Billionaire Wharton Dropout Peltz Warns Big Tech Dominance Over

The founder of Trian Fund Management also discusses activist investing and the economy.

 

(Bloomberg) -- The era of a few giant tech firms controlling stock market gains is quickly coming to an end, according to activist investor Nelson Peltz. 

The founding partner of Trian Fund Management — which has taken stakes in companies including Kraft Heinz Co. and Procter & Gamble Co. — said a US recession is likely, but high-quality businesses with strong cash flows will emerge more valuable after years of taking a back seat to high-flying growth stocks.

“Those are the kind of companies that we invest in,” he said on an episode of “Bloomberg Wealth with David Rubenstein’’ on Bloomberg Television. “They're really wonderful companies that generate cash.”
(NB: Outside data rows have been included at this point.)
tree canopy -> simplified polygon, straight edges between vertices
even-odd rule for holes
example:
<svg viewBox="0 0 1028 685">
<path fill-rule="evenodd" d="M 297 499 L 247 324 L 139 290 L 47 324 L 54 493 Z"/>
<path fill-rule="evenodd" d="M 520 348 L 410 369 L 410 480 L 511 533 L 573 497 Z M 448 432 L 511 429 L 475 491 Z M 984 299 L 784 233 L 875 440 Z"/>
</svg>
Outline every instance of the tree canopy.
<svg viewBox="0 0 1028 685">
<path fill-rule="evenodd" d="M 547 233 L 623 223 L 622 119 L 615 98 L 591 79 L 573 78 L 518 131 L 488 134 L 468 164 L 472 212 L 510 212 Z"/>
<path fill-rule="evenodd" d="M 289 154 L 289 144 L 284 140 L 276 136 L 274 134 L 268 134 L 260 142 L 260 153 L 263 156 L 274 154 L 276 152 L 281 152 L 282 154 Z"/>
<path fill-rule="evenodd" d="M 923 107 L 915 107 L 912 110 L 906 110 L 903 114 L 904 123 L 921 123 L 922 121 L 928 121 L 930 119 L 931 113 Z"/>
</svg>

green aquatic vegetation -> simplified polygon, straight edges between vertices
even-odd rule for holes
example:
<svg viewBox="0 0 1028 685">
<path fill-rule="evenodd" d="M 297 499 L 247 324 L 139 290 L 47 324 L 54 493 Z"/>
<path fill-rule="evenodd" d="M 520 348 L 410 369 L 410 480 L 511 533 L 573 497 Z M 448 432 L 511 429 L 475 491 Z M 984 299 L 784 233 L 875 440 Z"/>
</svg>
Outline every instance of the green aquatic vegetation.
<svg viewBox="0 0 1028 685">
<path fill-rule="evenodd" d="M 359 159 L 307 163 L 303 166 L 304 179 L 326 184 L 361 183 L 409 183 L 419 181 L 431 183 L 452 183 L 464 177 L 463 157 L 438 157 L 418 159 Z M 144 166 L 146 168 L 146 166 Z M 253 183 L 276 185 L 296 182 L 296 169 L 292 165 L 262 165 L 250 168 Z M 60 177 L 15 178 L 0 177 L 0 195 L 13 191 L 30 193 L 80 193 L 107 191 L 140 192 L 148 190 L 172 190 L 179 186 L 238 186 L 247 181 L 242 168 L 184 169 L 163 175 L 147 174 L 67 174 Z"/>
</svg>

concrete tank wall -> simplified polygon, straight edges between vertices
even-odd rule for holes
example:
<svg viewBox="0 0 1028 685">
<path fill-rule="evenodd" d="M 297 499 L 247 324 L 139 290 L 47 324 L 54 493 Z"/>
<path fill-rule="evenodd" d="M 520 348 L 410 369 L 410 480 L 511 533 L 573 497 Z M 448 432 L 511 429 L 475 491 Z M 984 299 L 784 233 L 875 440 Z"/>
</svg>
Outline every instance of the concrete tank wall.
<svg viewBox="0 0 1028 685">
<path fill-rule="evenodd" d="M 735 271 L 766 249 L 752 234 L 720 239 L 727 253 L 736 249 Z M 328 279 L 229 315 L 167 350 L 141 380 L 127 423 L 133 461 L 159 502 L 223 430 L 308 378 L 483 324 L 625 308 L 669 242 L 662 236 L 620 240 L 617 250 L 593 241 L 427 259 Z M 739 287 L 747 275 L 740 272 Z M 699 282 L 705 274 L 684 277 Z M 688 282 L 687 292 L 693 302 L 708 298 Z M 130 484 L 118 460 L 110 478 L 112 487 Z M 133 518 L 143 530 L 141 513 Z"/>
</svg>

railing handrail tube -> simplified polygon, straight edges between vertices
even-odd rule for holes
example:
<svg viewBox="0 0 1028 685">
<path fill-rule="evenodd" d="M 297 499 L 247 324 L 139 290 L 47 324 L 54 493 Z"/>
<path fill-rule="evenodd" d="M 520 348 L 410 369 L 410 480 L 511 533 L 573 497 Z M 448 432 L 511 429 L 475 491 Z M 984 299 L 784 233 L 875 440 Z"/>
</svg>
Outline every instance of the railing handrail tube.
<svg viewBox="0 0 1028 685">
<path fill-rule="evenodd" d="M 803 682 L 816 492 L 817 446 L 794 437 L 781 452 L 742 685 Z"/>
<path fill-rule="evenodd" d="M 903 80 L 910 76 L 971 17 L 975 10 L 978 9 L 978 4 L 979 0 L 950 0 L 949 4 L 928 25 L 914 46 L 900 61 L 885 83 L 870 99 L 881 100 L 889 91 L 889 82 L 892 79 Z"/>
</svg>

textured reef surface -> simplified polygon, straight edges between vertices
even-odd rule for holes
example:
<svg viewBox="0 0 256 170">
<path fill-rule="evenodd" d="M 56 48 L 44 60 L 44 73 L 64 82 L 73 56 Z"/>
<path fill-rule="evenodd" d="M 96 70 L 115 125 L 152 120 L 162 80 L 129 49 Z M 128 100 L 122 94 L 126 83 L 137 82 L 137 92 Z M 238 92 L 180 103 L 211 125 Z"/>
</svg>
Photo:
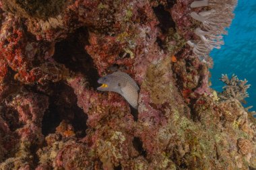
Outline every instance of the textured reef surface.
<svg viewBox="0 0 256 170">
<path fill-rule="evenodd" d="M 234 0 L 1 0 L 0 169 L 255 169 L 249 85 L 209 87 Z M 96 90 L 115 71 L 138 110 Z"/>
</svg>

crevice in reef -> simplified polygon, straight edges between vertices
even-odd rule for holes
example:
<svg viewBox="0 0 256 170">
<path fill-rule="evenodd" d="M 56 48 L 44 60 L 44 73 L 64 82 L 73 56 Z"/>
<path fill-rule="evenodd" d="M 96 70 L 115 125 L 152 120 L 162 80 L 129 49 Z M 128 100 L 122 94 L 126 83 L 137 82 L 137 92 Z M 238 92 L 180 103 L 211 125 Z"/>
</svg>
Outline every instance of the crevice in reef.
<svg viewBox="0 0 256 170">
<path fill-rule="evenodd" d="M 134 137 L 133 140 L 133 145 L 135 149 L 144 157 L 147 157 L 147 152 L 143 148 L 142 141 L 138 137 Z"/>
<path fill-rule="evenodd" d="M 137 122 L 138 120 L 138 115 L 139 112 L 137 109 L 133 108 L 133 107 L 130 106 L 131 108 L 131 114 L 133 116 L 133 120 Z"/>
<path fill-rule="evenodd" d="M 55 132 L 55 128 L 61 123 L 61 120 L 55 108 L 54 99 L 51 98 L 49 109 L 45 112 L 42 121 L 42 134 L 47 136 Z"/>
<path fill-rule="evenodd" d="M 67 5 L 67 0 L 3 0 L 3 8 L 22 17 L 46 19 L 59 15 Z"/>
<path fill-rule="evenodd" d="M 121 164 L 119 164 L 117 167 L 115 167 L 114 169 L 115 170 L 121 170 L 122 166 L 121 165 Z"/>
<path fill-rule="evenodd" d="M 74 118 L 71 121 L 71 124 L 75 132 L 75 136 L 77 138 L 83 138 L 86 136 L 86 121 L 88 118 L 87 114 L 84 113 L 82 109 L 77 105 L 73 106 Z"/>
<path fill-rule="evenodd" d="M 172 28 L 175 30 L 175 22 L 173 21 L 170 13 L 164 9 L 162 5 L 159 5 L 156 7 L 154 7 L 154 12 L 160 22 L 159 26 L 163 33 L 168 32 L 169 28 Z"/>
<path fill-rule="evenodd" d="M 57 62 L 65 65 L 75 74 L 90 75 L 86 77 L 90 86 L 96 89 L 99 79 L 91 56 L 84 50 L 88 41 L 88 32 L 86 28 L 80 28 L 67 39 L 55 44 L 55 53 L 53 56 Z"/>
<path fill-rule="evenodd" d="M 168 9 L 170 9 L 177 3 L 177 0 L 167 0 L 167 7 Z"/>
<path fill-rule="evenodd" d="M 63 120 L 72 124 L 78 138 L 86 135 L 87 115 L 77 105 L 73 89 L 64 83 L 53 85 L 53 93 L 50 96 L 50 105 L 42 121 L 42 133 L 46 136 L 54 133 Z"/>
</svg>

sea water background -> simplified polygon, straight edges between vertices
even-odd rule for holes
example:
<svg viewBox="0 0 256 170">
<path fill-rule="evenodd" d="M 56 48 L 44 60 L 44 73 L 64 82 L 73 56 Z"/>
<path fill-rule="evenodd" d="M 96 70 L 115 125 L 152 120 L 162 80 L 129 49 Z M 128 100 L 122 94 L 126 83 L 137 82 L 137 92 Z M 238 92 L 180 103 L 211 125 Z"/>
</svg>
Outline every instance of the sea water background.
<svg viewBox="0 0 256 170">
<path fill-rule="evenodd" d="M 210 56 L 214 66 L 212 73 L 212 87 L 222 91 L 224 83 L 219 80 L 222 74 L 229 77 L 232 74 L 239 79 L 248 80 L 251 86 L 245 106 L 254 106 L 256 110 L 256 0 L 238 0 L 228 34 L 224 37 L 225 44 L 214 50 Z"/>
</svg>

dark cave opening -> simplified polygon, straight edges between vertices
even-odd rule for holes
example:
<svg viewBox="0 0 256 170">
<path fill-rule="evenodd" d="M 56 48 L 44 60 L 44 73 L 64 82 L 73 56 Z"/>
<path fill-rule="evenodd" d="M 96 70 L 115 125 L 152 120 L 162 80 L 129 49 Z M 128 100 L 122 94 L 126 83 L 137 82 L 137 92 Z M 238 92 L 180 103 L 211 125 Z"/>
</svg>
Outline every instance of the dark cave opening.
<svg viewBox="0 0 256 170">
<path fill-rule="evenodd" d="M 90 85 L 96 89 L 100 77 L 91 56 L 84 49 L 85 46 L 89 44 L 88 38 L 88 32 L 86 28 L 77 29 L 65 40 L 56 43 L 53 58 L 75 74 L 84 75 Z"/>
<path fill-rule="evenodd" d="M 65 120 L 72 125 L 77 137 L 84 137 L 88 116 L 77 105 L 73 89 L 64 83 L 55 83 L 53 86 L 55 93 L 49 97 L 50 105 L 42 121 L 42 134 L 47 136 L 55 132 L 56 128 Z"/>
<path fill-rule="evenodd" d="M 133 145 L 135 149 L 144 157 L 147 157 L 147 152 L 143 148 L 143 142 L 138 137 L 134 137 L 133 140 Z"/>
<path fill-rule="evenodd" d="M 114 169 L 115 170 L 121 170 L 122 169 L 122 166 L 121 165 L 121 164 L 119 164 L 117 167 L 115 167 Z"/>
<path fill-rule="evenodd" d="M 177 3 L 177 0 L 167 0 L 167 7 L 170 9 Z"/>
<path fill-rule="evenodd" d="M 164 9 L 164 5 L 159 5 L 156 7 L 154 7 L 153 10 L 158 19 L 159 26 L 164 34 L 167 33 L 170 28 L 175 30 L 175 22 L 173 21 L 170 13 Z"/>
<path fill-rule="evenodd" d="M 133 116 L 133 120 L 137 122 L 138 120 L 139 112 L 137 109 L 133 108 L 130 105 L 131 114 Z"/>
</svg>

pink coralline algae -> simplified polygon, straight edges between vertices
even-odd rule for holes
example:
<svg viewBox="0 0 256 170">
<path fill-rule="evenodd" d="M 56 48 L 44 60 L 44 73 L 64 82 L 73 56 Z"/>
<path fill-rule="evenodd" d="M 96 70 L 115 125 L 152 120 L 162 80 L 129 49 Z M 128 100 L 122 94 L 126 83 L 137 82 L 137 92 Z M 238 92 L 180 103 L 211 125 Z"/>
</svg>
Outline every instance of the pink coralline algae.
<svg viewBox="0 0 256 170">
<path fill-rule="evenodd" d="M 235 2 L 1 0 L 0 170 L 255 169 L 255 119 L 209 87 L 222 42 L 201 22 L 226 33 Z M 96 90 L 116 71 L 137 110 Z"/>
</svg>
Peltz, 80, is known for taking large equity stakes in underperforming corporations and campaigning for changes. This year, he joined the board of Janus Henderson Group Plc, an asset manager that has struggled to retain clients after shuffling through three chief executive officers in five years. He’s also built a stake in Unilever Plc and was recently appointed as a non-executive director.

“We see companies that were once great but have lost their way, and we have a plan for them to get back to greatness again,”  he told Rubenstein, a co-founder of Carlyle Group Inc. “We're not there to do all the terrible things that typically go along with the term ‘activist.’ We're just trying to get these companies to operate better, the way they used to.”

Peltz’s path to becoming a finance titan was circuitous. He grew up in Brooklyn, with his father running a produce and frozen food distributorship in Manhattan. After high school he enrolled at the Wharton School of the University of Pennsylvania but dropped out after a year to become a “ski bum” in Maine.

“I was quite bored at Wharton,” he said. “I felt that was the wrong place. What I really wanted to do was ski.”

He eventually returned to New York and began working at the family business while investing on the side, using his bar mitzvah money and contributions from friends and relatives. He spent the next decade or so expanding the food distributorship through acquisitions before taking it public in 1973 and eventually selling it to a group of investors.

He started Trian in 2005 with partners Ed Garden and Peter May, and the New York-based firm has since completed 35 deals.

Peltz has 10 children, including daughter Nicola, who recently married Brooklyn Beckham, the son of former soccer star David Beckham and British singer-turned-fashion designer Victoria Beckham. An avid hockey fan, Peltz built a backyard ice rink for his kids, one of whom was drafted by the NHL’s Ottawa Senators. “I'm probably the only person you've ever interviewed that owns a  Zamboni,” he told Rubenstein.

Peltz, who splits his time between New York and Palm Beach, Florida, said he’s not sure how much longer he’ll keep working, but his mother lived to be 108.

“I don't think I'll make it to 108,” he said. “But I don't plan on going anywhere too soon.”

For more insights from the biggest names in investing, watch “Bloomberg Wealth With David Rubenstein.”  Peltz’s interview airs July 26 at 9 p.m. ET on Bloomberg Television. The following has been condensed and edited for clarity.

Inflation’s high and the economy may go into a recession.  How does that affect your business?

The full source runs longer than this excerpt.